Le genre joue aussi un rôle
Au-delà du sexe biologique, le genre est également un facteur important, car les rôles de genre traditionnels continuent d’influer sur la santé. Ainsi, les femmes sont davantage impliquées dans les tâches d’assistance et de soins (comme s’occuper des enfants ou aider des proches âgés), ce qui entraîne des sollicitations multiples et augmente le risque de stress. Dans le même temps, selon le rapport de l’IZFG, les femmes sont plus attentives à leur santé et ont plus souvent recours aux services médicaux. Les hommes, quant à eux, sont moins encouragés à parler de leurs sentiments, ce qui peut affecter leur santé mentale (cf. l’article « Santé psychique : reconnaître et dépasser les tabous liés au sexe et au genre »).
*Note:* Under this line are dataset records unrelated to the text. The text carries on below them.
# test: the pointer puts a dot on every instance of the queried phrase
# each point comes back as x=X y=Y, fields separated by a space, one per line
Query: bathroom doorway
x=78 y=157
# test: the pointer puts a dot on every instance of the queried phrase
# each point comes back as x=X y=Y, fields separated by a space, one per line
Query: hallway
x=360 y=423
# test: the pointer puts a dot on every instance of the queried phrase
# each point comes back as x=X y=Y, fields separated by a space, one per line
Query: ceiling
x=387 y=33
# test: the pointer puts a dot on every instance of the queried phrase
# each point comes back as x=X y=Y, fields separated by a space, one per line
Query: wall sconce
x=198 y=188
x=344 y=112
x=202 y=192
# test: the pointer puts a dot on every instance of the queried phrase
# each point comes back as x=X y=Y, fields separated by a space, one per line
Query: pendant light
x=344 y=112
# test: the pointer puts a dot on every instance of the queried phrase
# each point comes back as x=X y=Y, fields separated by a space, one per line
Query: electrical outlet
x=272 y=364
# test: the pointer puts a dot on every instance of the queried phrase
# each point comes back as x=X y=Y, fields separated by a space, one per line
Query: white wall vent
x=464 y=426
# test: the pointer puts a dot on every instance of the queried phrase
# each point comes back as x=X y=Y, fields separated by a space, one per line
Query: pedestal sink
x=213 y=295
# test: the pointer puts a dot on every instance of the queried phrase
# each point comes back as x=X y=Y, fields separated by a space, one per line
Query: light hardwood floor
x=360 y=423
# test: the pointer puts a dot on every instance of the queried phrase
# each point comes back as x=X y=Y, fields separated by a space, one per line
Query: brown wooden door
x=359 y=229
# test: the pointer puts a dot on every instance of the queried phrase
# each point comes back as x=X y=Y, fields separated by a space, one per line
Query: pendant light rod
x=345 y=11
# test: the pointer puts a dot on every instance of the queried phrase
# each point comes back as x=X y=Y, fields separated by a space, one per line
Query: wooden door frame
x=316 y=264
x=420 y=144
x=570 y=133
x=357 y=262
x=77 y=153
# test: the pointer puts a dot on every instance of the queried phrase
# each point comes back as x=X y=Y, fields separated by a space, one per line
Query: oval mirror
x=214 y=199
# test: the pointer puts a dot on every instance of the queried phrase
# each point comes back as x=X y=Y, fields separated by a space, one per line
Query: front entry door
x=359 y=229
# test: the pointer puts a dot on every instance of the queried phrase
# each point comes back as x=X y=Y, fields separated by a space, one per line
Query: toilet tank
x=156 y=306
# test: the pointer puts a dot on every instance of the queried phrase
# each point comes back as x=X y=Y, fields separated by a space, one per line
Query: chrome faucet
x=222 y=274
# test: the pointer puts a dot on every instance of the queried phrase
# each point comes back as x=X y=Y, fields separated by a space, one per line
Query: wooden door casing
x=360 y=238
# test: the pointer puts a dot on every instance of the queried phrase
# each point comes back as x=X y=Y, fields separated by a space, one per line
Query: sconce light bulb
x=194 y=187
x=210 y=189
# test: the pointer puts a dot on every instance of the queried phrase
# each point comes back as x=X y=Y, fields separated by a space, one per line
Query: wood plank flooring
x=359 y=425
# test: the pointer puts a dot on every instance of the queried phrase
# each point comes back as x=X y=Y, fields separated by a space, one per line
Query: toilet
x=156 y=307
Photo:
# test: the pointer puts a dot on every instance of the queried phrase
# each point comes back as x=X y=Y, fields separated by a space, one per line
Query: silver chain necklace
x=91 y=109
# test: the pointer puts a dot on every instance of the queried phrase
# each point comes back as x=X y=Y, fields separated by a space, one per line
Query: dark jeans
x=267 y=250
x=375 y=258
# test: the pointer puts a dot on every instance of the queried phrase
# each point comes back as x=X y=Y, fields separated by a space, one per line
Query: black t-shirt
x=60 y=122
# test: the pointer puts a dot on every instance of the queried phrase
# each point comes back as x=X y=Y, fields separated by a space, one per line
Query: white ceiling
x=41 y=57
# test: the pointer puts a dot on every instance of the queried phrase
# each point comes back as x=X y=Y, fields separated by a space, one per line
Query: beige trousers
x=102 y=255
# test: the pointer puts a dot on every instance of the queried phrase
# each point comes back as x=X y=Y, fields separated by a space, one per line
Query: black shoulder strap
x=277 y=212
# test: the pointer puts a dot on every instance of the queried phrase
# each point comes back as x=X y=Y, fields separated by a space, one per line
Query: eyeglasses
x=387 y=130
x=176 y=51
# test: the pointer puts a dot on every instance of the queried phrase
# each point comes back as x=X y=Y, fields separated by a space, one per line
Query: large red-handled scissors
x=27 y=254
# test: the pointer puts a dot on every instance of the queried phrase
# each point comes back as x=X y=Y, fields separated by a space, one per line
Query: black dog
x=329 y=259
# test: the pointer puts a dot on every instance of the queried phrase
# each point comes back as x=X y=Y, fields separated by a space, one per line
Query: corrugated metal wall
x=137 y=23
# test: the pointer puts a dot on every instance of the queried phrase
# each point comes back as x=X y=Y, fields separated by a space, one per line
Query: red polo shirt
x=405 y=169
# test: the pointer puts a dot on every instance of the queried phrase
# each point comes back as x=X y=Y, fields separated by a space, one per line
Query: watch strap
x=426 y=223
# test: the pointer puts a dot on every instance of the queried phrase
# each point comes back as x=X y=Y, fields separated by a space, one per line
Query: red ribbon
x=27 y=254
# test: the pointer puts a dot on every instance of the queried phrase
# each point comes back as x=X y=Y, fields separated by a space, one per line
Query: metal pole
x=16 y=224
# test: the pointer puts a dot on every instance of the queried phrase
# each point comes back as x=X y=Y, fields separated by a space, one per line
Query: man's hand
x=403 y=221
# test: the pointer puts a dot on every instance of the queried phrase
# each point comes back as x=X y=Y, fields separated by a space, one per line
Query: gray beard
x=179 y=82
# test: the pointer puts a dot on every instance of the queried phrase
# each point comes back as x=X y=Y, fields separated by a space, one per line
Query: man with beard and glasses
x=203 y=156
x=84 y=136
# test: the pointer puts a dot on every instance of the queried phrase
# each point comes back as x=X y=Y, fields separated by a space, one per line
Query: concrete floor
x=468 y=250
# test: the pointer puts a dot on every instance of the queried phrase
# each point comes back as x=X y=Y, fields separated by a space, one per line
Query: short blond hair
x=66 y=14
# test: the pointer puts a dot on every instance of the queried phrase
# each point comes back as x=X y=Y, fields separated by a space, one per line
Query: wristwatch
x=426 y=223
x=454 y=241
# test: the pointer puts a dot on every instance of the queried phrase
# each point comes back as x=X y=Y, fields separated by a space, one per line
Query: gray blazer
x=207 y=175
Depuis quelques années, la manière de penser évolue concernant la médecine de genre, que ce soit dans l’industrie, chez les autorités ou dans la recherche universitaire. On peut citer, par exemple, le lancement à l’été 2023 du Programme national de recherche « Médecine, santé et genre » (PNR 83). Ce programme vise à créer un socle de connaissances pour l’intégration des aspects liés au sexe/genre dans la recherche en santé, la médecine et la santé publique en Suisse, sur la base de données probantes.
Une variété de mesures
L’Office fédéral de la santé publique (OFSP) œuvre à ce que toute personne en Suisse jouisse de la meilleure santé possible et ait à accès aux soins, quel que soit son sexe et son genre. Il est responsable, avec d’autres services fédéraux, de la mise en œuvre de diverses mesures issues du rapport du Conseil fédéral en réponse au postulat Fehlmann Rielle. Il s’agit notamment, en matière de prévention, d’examiner comment les aspects liés au sexe/genre peuvent être mieux pris en compte dans la stratégie Prévention des maladies non transmissibles (stratégie MNT) et la stratégie Addictions. L’OFSP est également chargé de mieux intégrer les besoins spécifiques des femmes dans le cadre de la Plateforme nationale démence. Il lui incombe aussi de prendre des mesures dans le domaine de la formation initiale, postgrade et continue des professions de la santé.
Enfin, une meilleure prise en compte du sexe et du genre dans le système de santé nécessite un engagement des acteurs à tous les niveaux : développement et autorisation des médicaments, établissements de formation, associations professionnelles, pharmacies, hôpitaux et cabinets médicaux. S’il reste beaucoup à faire, plusieurs démarches ont été enclenchées en vue de mieux tenir compte de l’influence du sexe et du genre en médecine et dans les soins de santé.